Across Pakistan, but especially in Balochistan, many journalists are either co-opted by the government and its agencies or by militant bodies.

They have no escape. Their political affiliation and partisan journalism endanger their security.

According to the Balochistan Union of Journalists (BUJ), of the 41 persons killed in the province in the last 16 years, 30 scribes and their relatives became victims of target killings, while 11 journalists were killed in bomb blasts.

Khuzdar and Turbat are considered turbulent and disturbed areas of Balochistan where families of scribes are also targeted.

In the past few years, seven journalists and two young sons of a senior journalist have been killed in Khuzdar, while 6 journalists lost their lives in the line of duty in Turbat.

There was a time in Khuzdar when many journalists had been forced to leave the area following continuous bomb blasts.

The press club had to be locked down.

According to Manzoor Baloch, the accused of journalist Irshad Mastuni’s murder was killed in a police encounter, while the murderer of Abdul Wahid Raisani was acquitted by the court.

No credible facts could come to the fore in connection with the killing of other journalists.
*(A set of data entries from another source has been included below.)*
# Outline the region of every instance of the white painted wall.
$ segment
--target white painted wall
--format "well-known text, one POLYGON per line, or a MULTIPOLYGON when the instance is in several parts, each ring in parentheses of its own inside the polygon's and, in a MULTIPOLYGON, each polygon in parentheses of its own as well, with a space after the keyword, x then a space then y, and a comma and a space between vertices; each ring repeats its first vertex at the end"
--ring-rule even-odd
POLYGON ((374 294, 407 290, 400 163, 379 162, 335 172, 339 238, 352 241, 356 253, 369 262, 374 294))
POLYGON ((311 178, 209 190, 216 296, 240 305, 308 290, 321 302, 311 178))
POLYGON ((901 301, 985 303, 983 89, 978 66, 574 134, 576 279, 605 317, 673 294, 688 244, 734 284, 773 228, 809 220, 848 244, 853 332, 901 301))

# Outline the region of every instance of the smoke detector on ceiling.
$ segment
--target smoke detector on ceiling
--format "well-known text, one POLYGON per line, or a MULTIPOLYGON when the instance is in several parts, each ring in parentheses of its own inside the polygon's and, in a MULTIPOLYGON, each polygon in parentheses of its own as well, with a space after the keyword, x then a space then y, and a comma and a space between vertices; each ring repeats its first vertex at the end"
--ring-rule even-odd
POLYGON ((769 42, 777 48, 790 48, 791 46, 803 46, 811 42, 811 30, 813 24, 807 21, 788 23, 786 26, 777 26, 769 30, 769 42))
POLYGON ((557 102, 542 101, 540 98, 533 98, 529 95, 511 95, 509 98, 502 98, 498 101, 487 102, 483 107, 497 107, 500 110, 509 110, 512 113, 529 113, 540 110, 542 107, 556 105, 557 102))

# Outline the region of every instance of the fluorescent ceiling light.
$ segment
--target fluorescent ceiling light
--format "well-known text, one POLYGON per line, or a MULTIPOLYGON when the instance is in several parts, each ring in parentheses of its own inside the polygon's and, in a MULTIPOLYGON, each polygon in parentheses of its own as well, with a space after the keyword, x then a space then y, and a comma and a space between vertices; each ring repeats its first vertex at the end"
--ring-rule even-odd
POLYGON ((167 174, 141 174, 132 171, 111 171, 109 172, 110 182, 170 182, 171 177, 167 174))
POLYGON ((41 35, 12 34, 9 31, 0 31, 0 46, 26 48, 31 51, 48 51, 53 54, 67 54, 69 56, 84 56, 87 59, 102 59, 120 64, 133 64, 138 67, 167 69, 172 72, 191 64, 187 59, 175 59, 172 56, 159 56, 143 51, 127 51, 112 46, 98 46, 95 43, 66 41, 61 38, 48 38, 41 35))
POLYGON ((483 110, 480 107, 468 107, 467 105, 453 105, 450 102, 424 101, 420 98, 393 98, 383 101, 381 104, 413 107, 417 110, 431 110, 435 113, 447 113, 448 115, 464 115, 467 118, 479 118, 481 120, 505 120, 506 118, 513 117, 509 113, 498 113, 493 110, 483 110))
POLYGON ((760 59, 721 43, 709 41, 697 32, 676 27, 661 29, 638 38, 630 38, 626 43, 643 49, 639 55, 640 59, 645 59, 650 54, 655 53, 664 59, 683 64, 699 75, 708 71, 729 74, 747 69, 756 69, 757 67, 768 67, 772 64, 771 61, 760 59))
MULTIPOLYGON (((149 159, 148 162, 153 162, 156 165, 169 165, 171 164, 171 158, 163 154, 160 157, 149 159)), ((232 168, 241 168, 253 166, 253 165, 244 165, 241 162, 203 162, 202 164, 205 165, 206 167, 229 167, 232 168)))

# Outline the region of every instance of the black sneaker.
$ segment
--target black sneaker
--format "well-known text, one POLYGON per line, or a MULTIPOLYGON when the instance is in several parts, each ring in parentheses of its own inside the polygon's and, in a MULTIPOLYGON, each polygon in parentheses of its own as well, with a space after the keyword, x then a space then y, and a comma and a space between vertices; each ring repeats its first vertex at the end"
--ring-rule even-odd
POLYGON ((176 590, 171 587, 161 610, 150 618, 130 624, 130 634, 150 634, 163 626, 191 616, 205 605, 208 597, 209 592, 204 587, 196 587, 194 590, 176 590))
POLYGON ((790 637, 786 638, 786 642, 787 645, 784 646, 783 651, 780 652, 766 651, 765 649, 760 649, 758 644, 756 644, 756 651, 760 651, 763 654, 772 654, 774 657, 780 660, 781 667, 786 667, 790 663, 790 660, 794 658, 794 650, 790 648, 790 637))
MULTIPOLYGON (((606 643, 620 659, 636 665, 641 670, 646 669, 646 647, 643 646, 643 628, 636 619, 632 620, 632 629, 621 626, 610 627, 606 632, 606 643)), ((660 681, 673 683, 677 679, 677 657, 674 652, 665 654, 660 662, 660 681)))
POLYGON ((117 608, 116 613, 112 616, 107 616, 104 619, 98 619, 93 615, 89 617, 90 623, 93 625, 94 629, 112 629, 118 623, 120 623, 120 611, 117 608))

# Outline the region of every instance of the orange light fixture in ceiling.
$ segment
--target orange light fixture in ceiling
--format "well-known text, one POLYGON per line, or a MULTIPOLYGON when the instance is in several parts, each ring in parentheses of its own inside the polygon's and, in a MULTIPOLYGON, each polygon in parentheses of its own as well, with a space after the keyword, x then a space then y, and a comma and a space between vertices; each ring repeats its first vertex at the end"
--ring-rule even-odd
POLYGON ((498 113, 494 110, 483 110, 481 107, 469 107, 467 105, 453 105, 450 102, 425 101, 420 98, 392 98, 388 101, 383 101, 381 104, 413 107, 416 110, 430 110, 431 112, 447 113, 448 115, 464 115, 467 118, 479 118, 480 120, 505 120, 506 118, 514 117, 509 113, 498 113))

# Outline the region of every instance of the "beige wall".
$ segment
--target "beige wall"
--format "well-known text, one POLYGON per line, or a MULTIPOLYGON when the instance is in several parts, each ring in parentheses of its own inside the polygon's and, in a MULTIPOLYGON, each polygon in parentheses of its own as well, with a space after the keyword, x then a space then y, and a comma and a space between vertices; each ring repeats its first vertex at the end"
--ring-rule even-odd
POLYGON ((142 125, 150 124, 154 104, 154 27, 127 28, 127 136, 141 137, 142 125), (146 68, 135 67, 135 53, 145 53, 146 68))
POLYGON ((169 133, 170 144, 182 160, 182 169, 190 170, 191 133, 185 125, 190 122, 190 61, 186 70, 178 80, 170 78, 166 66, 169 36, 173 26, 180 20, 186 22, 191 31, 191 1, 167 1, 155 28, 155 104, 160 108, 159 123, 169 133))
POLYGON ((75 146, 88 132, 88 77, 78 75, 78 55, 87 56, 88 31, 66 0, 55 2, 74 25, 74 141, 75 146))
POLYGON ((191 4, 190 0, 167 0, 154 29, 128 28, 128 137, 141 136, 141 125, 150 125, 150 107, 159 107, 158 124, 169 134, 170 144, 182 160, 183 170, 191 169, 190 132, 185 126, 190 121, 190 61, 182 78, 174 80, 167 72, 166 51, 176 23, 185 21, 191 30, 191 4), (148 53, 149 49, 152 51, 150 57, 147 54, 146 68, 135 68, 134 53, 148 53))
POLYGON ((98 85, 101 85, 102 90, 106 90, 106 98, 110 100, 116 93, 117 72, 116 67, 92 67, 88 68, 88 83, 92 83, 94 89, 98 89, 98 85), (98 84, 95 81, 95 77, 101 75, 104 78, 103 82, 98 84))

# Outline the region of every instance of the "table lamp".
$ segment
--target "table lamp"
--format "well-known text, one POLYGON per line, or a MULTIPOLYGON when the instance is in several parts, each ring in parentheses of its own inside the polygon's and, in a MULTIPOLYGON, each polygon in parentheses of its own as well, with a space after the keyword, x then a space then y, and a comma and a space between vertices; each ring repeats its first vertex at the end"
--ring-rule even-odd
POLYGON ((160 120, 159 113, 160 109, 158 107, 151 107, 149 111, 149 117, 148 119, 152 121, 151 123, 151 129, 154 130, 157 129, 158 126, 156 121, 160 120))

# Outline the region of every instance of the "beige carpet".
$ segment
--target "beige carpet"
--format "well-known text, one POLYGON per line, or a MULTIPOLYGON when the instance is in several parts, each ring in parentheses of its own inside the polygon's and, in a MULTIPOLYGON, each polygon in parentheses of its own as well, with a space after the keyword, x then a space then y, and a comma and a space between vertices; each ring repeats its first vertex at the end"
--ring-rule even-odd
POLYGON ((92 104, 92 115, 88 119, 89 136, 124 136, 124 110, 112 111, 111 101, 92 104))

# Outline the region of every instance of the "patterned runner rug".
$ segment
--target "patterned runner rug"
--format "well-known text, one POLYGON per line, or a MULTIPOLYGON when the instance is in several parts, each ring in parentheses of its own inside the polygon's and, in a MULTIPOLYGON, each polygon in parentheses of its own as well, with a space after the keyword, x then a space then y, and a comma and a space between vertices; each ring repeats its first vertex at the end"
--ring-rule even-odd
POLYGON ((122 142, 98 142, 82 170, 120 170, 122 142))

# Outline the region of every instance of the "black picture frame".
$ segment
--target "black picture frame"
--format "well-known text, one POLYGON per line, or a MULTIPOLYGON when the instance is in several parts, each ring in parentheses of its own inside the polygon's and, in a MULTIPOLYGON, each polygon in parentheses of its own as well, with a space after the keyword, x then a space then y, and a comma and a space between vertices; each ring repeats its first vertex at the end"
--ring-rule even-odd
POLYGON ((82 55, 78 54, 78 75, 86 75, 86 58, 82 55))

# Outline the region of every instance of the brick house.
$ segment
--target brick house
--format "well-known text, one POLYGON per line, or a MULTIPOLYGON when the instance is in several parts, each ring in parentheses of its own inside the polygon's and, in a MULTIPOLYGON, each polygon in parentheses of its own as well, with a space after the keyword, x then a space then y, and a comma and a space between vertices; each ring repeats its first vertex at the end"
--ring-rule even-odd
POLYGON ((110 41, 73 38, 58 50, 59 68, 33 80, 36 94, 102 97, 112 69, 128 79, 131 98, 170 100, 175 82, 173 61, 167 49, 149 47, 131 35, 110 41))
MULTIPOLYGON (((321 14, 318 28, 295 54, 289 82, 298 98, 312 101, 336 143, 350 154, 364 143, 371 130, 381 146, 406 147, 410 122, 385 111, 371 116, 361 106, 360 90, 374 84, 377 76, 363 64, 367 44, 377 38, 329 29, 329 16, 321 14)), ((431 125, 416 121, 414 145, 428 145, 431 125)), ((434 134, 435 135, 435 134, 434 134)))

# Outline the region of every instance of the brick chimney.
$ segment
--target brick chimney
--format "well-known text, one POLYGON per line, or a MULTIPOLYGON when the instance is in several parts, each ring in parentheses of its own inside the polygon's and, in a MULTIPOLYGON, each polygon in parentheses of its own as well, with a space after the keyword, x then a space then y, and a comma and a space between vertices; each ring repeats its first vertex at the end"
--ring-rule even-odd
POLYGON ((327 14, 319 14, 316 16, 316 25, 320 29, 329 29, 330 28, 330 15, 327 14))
Baloch journalists operate in very difficult conditions.

District representatives of newspapers and TV channels aren’t even paid salaries and are asked to work by merely providing press cards and mics.

BUJ General Secretary Manzoor Baloch informed that the union provides all kinds of legal assistance to the family members of murdered journalists and tries to provide employment to their widows and children.

The Quetta Press Club formed a “Shuhada Welfare Trust’’ six years ago. Through this trust, the families of martyrs are given some financial aid on the occasion of Eidul Fitr and Eidul Azha. However, this aid is confined to Quetta victims.